Je hais les lavomatic que je trouve paradoxalement très utiles et j’y vais régulièrement faire sécher draps et serviettes…ceci dit je ne m’y attarde pas et je combine « séchage » et « sortie du chien » comme ça d’une pierre deux coups et je n’ai pas à attendre.😊
pour lire et à certains endroits (normalement pisser de rire) je te rappelle » l’œuf et moi’ de Betty mac Donald …
@Emilie: ah, les livres d’Armistead! Je les ai tous dévorés d’une traite! Je me souviens que c’était grisant, et en même temps vaguement déprimant de suivre les personnages lors de leur arrivée en ville, plein de rêves et d’idéaux, et de les voir peu à peu vieillir, quitter Barbary Lane et parfois s’aigrir ou renoncer au fil des volumes…
@mademoiselle a: quoi mais toi tu es VRAIMENT allée à la laverie à SF?!! (jalousie inside) (si je vais à SF un jour, c’est un truc que je ferai) (genre je viendrais avec mon panier de linge sale tout exprès)
@matchingpoint: ce commentaire me fait sourire parce que je crois que tous ceux qui fréquentent les laveries, las de se morfondre, se sont un jour dis que ce serait un super plan d’en faire un endroit plus vivant généralement les mecs veulent y ouvrir un bar et les filles une bibliothèque ou un salon de thé) 😉 Pour ma part, j’ai songé à créer une page Fb pour organiser des apéromatics dans mon quartier, mais je ne sais pas dans quelle mesure ce serait autorisé (ce faire blacklister de la laverie t’imagine c’te #fail )
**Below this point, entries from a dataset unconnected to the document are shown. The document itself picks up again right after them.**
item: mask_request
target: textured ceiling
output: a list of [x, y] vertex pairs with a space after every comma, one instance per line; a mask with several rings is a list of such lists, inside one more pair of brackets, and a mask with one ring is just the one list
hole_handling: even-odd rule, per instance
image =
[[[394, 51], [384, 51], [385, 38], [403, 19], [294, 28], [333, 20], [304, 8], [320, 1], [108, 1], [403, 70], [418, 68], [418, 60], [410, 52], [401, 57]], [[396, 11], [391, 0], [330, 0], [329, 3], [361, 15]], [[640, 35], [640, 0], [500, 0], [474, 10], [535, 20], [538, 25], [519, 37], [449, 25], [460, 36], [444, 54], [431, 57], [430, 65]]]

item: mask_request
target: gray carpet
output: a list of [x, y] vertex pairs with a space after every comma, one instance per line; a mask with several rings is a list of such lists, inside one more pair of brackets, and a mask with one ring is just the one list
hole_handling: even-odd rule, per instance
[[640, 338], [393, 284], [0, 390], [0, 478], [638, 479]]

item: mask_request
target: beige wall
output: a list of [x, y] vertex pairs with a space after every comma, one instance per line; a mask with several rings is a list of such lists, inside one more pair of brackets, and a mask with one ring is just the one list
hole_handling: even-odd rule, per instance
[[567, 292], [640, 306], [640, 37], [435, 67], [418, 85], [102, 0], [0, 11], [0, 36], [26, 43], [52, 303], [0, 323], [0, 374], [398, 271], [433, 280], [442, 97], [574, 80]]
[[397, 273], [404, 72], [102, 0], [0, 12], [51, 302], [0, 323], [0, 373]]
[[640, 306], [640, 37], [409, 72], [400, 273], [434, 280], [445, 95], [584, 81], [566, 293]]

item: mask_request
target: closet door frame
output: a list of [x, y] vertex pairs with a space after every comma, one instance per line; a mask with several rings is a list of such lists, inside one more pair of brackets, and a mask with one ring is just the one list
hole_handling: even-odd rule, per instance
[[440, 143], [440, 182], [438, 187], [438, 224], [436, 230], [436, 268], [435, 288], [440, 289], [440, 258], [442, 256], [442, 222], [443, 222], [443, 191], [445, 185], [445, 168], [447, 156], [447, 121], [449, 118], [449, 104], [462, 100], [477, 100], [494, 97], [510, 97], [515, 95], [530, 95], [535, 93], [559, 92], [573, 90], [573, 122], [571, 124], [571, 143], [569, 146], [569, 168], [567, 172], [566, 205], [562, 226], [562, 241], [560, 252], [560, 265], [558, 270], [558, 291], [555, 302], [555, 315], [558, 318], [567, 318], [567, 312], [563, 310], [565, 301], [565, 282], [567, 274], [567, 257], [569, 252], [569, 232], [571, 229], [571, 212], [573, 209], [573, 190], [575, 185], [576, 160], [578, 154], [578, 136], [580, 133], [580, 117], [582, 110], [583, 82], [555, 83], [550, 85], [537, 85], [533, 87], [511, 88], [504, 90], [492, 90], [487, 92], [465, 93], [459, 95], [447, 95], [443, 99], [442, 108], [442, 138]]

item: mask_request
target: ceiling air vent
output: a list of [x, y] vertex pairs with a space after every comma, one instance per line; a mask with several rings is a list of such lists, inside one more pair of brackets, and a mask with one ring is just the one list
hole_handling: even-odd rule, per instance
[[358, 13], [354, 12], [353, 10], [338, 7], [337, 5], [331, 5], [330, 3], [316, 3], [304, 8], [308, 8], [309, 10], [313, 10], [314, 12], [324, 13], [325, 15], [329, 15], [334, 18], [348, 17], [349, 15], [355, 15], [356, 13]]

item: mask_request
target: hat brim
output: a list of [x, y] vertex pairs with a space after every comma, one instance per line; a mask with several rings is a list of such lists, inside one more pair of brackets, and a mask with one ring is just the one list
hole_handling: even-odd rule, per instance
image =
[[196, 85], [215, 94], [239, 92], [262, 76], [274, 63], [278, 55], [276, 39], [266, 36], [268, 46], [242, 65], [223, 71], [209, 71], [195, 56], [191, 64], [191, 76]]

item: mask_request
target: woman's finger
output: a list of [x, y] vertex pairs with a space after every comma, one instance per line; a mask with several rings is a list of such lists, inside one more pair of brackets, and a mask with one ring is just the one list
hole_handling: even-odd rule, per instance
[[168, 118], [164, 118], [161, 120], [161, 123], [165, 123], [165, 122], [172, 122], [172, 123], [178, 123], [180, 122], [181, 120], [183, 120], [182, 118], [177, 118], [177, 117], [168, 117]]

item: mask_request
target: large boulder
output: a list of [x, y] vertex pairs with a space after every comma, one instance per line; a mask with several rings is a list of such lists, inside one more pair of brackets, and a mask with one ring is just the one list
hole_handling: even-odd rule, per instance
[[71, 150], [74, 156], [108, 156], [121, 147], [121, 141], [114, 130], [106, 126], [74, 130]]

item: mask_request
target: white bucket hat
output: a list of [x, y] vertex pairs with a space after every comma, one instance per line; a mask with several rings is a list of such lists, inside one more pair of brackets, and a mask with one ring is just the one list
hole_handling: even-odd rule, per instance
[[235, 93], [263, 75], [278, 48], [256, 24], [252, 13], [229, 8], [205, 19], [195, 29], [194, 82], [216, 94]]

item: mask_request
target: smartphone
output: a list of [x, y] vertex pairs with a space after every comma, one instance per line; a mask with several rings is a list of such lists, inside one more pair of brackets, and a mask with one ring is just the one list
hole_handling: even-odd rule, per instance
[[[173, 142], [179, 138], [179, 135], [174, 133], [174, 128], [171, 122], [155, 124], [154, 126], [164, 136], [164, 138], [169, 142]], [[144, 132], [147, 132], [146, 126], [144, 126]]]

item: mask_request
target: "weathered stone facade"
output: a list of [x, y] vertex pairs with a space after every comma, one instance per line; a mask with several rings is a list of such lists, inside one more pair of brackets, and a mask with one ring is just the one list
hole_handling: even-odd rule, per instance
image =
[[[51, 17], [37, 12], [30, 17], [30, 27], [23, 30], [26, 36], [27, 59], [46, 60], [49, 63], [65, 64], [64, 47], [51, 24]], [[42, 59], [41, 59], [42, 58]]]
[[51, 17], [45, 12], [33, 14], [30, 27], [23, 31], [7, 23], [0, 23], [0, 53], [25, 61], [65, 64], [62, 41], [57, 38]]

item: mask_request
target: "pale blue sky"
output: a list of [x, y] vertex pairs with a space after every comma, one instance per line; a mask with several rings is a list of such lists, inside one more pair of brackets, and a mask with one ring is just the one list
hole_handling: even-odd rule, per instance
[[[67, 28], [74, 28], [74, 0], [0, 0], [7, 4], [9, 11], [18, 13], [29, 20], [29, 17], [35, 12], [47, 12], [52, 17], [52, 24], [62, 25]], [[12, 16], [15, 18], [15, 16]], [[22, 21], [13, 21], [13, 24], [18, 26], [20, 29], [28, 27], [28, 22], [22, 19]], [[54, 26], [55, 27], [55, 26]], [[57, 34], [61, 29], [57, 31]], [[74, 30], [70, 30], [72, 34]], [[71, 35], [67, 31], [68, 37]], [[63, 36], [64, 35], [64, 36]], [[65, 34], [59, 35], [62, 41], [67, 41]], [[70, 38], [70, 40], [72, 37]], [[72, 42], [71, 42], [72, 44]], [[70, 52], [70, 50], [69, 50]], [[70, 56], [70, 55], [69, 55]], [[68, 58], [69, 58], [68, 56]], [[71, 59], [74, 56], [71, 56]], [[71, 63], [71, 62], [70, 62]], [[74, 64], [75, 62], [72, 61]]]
@Melle Blanche: bien sûr que c’est un peu glauque! C’est aussi ça qui est drôle! (note à moi-même: penser à relire ceci quand, au cœur de l’hiver, je me trimballerai dans le blizzard lyonnais avec mon sac de linge mouillé) Quoique depuis que j’y croise ma voisine franco-suisse de 70 ans qui trouve que c’est bien pratique de ne pas s’embêter chez soi avec une machine, je trouve ça un chouia moins subversif (mais ma voisine porte une visière en plexi donc quand même, si)
@marie: je note! j’adore me bidonner en rythme avec le tambour de la machine à laver!